Она удрученно поникла, намереваясь поймать губами его руку. Но как раз в эту минуту пекарь подул на ладони — так делают землекопы и лесорубы — и снова взялся за лопату.
Девушка больше не шевелилась. Похоже, теперь она была способна только на одно — ждать. Смерти. И чтоб удовлетворили последнюю просьбу, чтоб Илие видел, как будет она умирать… Лилиана больше не отходила от парня.

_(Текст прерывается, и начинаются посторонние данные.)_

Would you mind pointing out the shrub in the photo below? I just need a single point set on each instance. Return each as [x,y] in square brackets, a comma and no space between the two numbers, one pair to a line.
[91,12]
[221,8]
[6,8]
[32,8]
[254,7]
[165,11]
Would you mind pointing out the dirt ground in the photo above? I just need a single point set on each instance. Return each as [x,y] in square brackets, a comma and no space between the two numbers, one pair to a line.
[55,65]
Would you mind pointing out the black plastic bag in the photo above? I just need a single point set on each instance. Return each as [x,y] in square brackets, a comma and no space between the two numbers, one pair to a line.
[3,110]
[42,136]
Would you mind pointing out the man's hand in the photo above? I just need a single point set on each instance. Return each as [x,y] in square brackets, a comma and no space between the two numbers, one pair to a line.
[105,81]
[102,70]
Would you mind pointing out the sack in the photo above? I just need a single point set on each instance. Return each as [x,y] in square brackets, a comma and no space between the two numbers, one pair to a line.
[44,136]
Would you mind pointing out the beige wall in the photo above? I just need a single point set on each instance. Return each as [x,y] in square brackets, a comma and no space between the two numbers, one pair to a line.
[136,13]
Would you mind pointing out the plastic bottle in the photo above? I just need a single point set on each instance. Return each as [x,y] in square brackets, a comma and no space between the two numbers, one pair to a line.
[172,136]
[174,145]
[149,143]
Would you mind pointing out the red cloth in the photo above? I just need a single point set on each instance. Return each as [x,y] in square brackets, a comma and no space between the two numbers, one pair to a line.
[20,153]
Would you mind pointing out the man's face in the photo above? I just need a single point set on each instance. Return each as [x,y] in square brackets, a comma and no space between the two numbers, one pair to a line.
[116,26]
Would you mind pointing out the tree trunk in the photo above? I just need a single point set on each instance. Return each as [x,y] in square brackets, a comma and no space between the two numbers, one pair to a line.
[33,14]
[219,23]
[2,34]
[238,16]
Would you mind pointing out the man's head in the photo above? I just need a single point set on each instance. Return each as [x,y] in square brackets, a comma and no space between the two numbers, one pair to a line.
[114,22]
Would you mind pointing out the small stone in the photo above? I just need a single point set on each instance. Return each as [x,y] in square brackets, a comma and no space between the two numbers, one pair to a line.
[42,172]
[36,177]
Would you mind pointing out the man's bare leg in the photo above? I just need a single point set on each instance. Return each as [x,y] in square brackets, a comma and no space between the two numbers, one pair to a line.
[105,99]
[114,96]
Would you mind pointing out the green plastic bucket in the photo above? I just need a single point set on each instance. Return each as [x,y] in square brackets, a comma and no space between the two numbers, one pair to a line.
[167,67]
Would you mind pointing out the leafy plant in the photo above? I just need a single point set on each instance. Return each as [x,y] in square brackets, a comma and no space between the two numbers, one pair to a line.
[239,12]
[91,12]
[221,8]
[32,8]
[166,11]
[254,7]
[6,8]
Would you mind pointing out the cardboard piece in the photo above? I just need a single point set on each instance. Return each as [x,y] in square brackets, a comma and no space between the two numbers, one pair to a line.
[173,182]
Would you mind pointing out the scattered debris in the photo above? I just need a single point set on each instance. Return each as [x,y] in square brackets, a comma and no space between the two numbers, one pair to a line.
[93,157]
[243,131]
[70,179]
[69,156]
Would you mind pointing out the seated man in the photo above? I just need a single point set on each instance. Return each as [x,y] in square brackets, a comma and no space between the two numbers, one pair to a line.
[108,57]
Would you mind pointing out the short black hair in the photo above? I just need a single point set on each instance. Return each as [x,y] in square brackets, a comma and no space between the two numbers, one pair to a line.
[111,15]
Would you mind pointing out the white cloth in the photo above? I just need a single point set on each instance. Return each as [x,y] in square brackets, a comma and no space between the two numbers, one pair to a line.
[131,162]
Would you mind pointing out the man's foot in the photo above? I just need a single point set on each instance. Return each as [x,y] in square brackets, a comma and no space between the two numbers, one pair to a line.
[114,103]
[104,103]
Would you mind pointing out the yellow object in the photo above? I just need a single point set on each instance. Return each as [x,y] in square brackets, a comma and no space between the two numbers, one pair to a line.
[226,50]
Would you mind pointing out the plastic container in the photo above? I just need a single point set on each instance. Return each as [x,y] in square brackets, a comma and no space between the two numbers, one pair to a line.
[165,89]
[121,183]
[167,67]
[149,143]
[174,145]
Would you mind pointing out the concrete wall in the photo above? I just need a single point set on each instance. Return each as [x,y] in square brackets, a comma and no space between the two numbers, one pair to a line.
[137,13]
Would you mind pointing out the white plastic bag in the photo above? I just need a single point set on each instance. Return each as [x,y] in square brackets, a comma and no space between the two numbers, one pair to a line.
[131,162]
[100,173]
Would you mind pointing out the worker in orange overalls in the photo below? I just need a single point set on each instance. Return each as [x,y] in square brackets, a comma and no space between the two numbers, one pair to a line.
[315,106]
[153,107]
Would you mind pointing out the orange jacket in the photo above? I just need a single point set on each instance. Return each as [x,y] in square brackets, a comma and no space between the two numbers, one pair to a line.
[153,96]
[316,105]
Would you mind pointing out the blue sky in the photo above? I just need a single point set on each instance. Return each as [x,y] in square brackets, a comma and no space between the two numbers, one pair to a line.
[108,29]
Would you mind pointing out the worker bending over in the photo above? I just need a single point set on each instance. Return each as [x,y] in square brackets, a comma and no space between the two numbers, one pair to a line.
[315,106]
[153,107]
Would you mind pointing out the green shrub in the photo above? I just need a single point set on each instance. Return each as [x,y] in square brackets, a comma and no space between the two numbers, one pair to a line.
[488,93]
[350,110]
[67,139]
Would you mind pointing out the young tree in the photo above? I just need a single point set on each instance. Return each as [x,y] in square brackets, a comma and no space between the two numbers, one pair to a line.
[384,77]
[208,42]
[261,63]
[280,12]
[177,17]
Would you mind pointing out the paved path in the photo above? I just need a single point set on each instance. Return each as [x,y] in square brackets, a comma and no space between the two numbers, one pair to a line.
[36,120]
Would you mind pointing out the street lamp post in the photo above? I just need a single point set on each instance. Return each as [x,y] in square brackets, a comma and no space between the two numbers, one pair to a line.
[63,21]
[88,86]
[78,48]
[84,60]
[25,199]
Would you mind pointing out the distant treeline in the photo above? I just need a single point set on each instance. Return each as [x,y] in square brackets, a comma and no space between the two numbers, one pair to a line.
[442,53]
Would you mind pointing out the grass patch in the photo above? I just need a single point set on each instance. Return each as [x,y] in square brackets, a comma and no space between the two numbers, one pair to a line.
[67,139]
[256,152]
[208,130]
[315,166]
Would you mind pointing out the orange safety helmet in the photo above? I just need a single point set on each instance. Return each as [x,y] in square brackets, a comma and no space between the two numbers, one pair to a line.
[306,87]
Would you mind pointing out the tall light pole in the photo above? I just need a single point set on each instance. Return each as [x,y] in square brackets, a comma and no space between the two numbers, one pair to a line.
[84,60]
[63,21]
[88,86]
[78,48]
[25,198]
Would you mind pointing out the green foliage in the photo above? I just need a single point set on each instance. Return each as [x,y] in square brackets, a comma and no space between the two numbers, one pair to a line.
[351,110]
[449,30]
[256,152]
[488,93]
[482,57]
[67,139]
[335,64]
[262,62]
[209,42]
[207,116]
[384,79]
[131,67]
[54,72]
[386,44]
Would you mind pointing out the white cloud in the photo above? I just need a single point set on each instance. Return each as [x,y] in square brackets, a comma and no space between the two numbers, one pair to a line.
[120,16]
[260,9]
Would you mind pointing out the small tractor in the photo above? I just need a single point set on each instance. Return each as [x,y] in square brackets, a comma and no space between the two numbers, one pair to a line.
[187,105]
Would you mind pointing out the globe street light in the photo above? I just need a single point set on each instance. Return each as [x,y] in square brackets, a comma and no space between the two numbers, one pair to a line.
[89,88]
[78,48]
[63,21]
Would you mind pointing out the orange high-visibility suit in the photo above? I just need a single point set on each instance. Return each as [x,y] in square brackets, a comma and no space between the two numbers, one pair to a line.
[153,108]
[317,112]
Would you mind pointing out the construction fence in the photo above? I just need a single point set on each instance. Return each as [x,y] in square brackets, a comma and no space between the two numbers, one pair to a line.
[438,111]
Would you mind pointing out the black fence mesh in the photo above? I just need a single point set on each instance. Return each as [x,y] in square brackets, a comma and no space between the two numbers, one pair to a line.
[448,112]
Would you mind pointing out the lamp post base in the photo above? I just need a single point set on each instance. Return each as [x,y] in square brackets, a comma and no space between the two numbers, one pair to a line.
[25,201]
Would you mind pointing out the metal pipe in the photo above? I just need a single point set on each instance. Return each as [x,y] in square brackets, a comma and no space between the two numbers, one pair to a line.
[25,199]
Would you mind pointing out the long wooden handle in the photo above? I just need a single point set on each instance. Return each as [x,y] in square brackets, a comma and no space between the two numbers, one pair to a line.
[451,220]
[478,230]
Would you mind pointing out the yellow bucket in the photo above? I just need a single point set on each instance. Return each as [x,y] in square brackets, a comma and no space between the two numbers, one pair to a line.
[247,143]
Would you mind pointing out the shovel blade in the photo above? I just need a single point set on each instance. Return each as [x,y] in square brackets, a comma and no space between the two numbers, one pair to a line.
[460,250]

— Мою любовь ты, по-моему, видел, — с достоинством продолжала девушка. — Она выросла у твоей печи, у корыт с тестом. Я любовалась тобой, когда работал вместе с другими рабочими. Ты же видел во мне только барышню, белоручку — признайся, что я права, Илие. И не любил — поклонялся, но не любил. Даже боялся взять за руку, потому что думал: "Это мне не пристало, не подходит, не имею права". А предатель Дан — имел? Я ждала, чтоб ты пришел, звала, ты же только на одно решался: посмотреть тайком в окно. А тогда, ночью, помнишь, кого привел ко мне? — Но, заметив, что их может услышать Илона, не договорила. — Помнишь? А сам остался у калитки: зачем было стеречь его, если я ждала тебя? Тебя, Илие…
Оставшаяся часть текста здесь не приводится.